When conventional treatments fall short in the treatment of pyoderma gangrenosum, cutaneous dermatomyositis, cutaneous lupus erythematosus and Raynaud's phenomenon, off-label approaches provide safe alternatives. Off-label therapies should follow more traditional therapy.

National report - Recent literature has suggested some new approaches to treatment for cutaneous diseases associated with rheumatologic disorders, according to Jeffrey P. Callen, M.D., professor of medicine (dermatology) and chief of the division of dermatology at the University of Louisville, Louisville, Ky.

Pyoderma gangrenosum. Results of a randomized, controlled study undertaken by Griffiths et al support considering the use of infliximab to treat pyoderma gangrenosum. Thirty patients were initially randomized to infliximab or placebo, then evaluated after two weeks. Six of 13 infliximab-treated patients had improved.

"Some people are touting infliximab as a new wonder drug for pyoderma gangrenosum, and this study demonstrated it had a statistically valid difference relative to placebo at two weeks. However, at the endpoint evaluation in this study, one-third of patients were still nonresponders," Dr. Callen tells Dermatology Times.

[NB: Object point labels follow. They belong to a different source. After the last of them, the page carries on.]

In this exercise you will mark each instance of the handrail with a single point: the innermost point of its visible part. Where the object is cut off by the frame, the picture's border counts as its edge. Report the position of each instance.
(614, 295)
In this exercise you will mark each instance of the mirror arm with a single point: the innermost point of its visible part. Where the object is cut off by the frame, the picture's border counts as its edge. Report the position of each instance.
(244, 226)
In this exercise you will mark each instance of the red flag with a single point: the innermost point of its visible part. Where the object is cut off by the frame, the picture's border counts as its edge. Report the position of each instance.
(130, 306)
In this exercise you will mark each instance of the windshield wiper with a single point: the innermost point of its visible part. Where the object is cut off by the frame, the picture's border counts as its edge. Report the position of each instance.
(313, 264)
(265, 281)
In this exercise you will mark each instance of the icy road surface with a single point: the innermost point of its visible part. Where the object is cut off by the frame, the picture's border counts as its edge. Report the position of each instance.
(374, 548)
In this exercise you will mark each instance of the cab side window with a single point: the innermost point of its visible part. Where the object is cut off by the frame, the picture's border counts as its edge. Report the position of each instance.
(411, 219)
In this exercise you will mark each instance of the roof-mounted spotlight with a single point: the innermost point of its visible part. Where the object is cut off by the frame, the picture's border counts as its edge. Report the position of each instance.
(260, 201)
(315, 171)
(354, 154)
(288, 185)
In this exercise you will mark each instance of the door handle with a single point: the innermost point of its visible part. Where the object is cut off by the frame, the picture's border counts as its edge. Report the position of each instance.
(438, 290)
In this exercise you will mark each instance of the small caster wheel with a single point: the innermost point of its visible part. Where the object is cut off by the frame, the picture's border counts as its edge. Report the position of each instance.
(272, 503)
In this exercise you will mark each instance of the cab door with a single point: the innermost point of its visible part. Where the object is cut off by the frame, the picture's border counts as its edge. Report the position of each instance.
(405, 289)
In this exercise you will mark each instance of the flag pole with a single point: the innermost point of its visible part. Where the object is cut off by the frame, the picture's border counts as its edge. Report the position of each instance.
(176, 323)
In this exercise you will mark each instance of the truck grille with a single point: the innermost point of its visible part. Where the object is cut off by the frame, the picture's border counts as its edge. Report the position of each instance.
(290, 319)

Patients were also allowed to continue with their conventional therapy. Two patients developed serious systemic side effects consisting of new onset congestive heart failure and fatal staphylococcal septicemia. Dr. Callen also had a patient treated with infliximab for pyoderma gangrenosum who developed an episode of staphylococcal septicemia but with a favorable outcome.

"In the spectrum of treatments for pyoderma gangrenosum, I believe infliximab should follow after more traditional therapy with immunosuppressives but may be an appropriate option to try before IV immunoglobulin or thalidomide," he says.

Cutaneous dermatomyositis. Efficacy of mycophenolate mofetil for the treatment of cutaneous dermatomyositis was described in two recent papers. An open-label retrospective analysis authored by Dr. Callen and colleagues reported that response was achieved in 10 of 12 patients with refractory disease. The other paper appeared in the neurology literature and reported that mycophenolate mofetil had a steroid-sparing effect in six of 10 patients who were being treated with high-dose corticosteroid therapy.

Adverse effects

Some significant adverse events were encountered in both series. One patient in Dr. Callen's group developed a CNS B-cell lymphoma that cleared after mycophenolate mofetil was stopped, and another patient had a sterile pyuria with treatment-limiting hepatic enzyme elevation. In the other paper, three patients developed opportunistic infections of which one was fatal.

"I suspect the latter risk may be related to the fact that these patients were on high-dose corticosteroids," Dr. Callen says.

"Methotrexate remains my treatment of choice for cutaneous dermatomyositis, but I would consider mycophenolate mofetil as a second-line intervention," Dr. Callen notes.

Cutaneous LE. Although there are no randomized, double-blind placebo-controlled trials evaluating thalidomide for the treatment of cutaneous LE, results from a number of open-label trials suggest it can be very effective. Neuropathy is the major treatment-limiting toxicity, but it can be addressed with careful dosing.

"I don't order nerve conduction studies at baseline or during treatment because I think they tend to confuse more than inform. However, I treat with a low dose of thalidomide, 50 mg at bedtime, and then decrease the frequency of administration to every other day or every third day once the disease is controlled. With such a low dose, the risk of neuropathy is decreased significantly and is possibly negligible," Dr. Callen says.

Benefit of methotrexate treatment for cutaneous LE has also been reported recently. In an open-label study published in 2005, the authors described good results administering methotrexate concomitantly with folic acid, although treatment cessation was followed by relapse.

"Interestingly, existing lymphopenia was also reversed with methotrexate treatment, suggesting it removed the immunologic cause of the lymphopenia," Dr. Callen says.